Die 14 bestplatzierten Länder liegen in Europa. Die unteren 20 Ränge belegen sieben asiatische Länder (Pakistan, Sri Lanka, Laos, Vietnam, China, Birma/Myanmar und Nordkorea), fünf afrikanische Staaten (Äthiopien, Äquatorial Guinea, Libyen, Somalia und Eritrea), vier aus dem Nahen Osten (Syrien, Irak, Palästinensische Gebiete und Iran), drei GUS-Staaten (Weißrussland, Usbekistan und Turkmenistan) sowie Kuba.

«In Birma/Myanmar (164.) hat das Vorgehen der Militärs gegen Demonstranten in den vergangenen Wochen erneut gezeigt, dass das Recht auf freie Meinungsäusserung in dem Land nicht existiert. Bedauerlich ist auch, dass China (163.) noch immer ganz unten steht.

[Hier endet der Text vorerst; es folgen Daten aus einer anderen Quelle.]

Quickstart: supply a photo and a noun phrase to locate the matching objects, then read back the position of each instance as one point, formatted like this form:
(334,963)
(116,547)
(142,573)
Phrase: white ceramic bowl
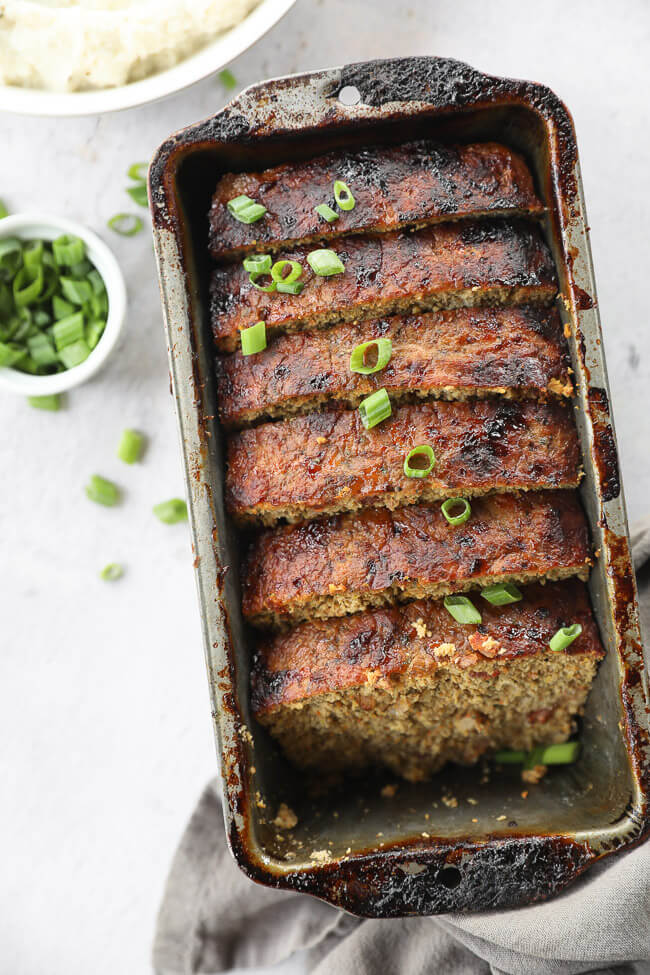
(29,226)
(223,50)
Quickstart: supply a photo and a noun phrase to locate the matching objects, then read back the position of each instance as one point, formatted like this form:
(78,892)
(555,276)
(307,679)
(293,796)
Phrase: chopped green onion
(41,318)
(565,636)
(278,275)
(102,491)
(254,278)
(51,283)
(325,263)
(420,461)
(10,354)
(564,753)
(96,282)
(292,288)
(227,79)
(462,515)
(80,270)
(238,203)
(33,255)
(44,317)
(258,264)
(326,212)
(11,256)
(502,594)
(94,332)
(68,250)
(125,224)
(372,356)
(138,194)
(77,292)
(111,572)
(130,446)
(462,609)
(171,512)
(61,308)
(27,286)
(138,172)
(509,757)
(51,402)
(41,350)
(253,339)
(74,354)
(343,196)
(245,210)
(375,408)
(68,330)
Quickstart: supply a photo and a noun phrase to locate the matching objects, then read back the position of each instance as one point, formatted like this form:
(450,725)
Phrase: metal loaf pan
(413,854)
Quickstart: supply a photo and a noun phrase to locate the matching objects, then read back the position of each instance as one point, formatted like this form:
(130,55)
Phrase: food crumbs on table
(285,818)
(534,775)
(420,627)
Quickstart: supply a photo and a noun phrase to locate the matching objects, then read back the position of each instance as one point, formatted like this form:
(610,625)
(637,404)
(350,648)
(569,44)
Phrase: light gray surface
(105,737)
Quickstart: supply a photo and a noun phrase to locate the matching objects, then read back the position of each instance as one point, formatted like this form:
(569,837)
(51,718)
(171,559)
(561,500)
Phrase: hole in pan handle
(349,95)
(449,877)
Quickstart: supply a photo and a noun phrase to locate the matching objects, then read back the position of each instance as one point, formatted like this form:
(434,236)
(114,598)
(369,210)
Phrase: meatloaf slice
(447,266)
(411,689)
(413,184)
(343,564)
(327,462)
(444,354)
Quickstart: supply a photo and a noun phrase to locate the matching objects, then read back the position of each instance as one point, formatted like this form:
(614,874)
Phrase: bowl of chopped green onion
(62,304)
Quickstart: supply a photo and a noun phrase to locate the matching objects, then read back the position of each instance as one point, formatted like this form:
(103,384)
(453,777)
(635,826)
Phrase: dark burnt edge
(231,125)
(538,868)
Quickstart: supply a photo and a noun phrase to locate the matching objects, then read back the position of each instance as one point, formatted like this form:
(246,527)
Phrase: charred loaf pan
(426,849)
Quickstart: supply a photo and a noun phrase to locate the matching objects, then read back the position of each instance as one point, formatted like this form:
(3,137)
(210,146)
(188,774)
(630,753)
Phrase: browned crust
(327,462)
(324,656)
(349,562)
(448,355)
(447,266)
(415,183)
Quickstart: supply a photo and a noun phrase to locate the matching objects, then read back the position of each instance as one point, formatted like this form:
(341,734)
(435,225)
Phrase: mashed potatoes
(76,45)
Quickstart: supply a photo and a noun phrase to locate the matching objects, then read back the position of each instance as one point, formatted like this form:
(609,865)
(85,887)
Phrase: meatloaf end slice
(410,689)
(413,184)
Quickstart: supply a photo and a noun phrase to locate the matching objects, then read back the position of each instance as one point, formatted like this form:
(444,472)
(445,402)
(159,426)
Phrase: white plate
(32,101)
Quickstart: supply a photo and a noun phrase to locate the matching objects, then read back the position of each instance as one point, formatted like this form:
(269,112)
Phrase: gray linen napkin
(213,919)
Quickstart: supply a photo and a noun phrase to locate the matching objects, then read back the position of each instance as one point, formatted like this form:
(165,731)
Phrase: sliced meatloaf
(327,462)
(409,688)
(412,184)
(467,263)
(446,354)
(350,562)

Weniger als ein Jahr vor den Olympischen Spielen in Peking ist es fraglich, ob die so oft versprochenen Reformen umgesetzt und inhaftierte Journalisten freigelassen werden», so ROG.

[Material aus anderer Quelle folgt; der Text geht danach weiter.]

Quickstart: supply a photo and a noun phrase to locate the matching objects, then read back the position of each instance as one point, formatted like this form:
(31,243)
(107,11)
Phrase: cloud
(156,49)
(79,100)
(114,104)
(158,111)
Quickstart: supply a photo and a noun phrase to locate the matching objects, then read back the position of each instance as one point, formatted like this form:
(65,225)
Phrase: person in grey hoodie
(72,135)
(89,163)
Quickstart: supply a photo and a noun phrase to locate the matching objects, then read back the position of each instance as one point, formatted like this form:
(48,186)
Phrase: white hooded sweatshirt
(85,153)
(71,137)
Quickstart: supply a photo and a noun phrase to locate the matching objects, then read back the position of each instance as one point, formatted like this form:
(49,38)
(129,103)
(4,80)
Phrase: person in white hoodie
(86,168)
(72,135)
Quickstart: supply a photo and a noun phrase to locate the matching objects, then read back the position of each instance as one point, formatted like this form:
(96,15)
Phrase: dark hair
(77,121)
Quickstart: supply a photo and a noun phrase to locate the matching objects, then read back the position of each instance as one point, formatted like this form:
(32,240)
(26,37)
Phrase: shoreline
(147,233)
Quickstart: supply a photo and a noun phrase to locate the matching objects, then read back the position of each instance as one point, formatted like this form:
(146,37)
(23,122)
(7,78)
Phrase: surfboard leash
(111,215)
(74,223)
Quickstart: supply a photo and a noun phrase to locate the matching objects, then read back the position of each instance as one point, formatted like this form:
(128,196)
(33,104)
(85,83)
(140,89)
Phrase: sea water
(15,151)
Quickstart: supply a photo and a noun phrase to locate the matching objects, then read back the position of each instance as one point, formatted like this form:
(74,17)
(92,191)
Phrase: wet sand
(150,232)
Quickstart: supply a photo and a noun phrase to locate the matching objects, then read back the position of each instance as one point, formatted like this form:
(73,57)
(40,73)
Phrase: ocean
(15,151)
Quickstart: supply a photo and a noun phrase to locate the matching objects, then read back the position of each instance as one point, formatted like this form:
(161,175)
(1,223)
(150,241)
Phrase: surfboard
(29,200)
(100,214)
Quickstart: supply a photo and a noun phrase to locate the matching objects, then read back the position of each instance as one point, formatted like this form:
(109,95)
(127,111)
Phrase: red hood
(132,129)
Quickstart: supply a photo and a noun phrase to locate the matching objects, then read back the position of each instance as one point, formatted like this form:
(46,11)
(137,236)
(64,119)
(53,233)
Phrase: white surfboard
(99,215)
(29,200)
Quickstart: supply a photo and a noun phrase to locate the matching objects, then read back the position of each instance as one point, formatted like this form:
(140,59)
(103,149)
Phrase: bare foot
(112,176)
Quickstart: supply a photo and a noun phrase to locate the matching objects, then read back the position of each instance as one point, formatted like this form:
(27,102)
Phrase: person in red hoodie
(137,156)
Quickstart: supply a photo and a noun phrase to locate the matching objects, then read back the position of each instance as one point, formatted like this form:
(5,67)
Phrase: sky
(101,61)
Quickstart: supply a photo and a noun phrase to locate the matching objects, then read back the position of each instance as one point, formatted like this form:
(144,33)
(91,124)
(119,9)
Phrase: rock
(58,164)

G8-Staaten: Mit Ausnahme von Russland leicht verbessert

Nur zwei G8-Staaten sind unter den ersten 20 der Rangliste: Kanada (18.) und Deutschland (20.). An der Lage in Deutschland hat sich wenig verändert. Erneute Ermittlungsverfahren gegen Journalisten wegen Beihilfe zum Geheimnisverrat, gesetzliche Regelungen und Vorschläge, die den Quellenschutz aushöhlen, Drohungen und Übergriffe gegen Journalisten, die im rechten Milieu recherchieren sowie Einflussnahme auf Redaktionen durch Anzeigenschaltungen haben zu Punkten geführt.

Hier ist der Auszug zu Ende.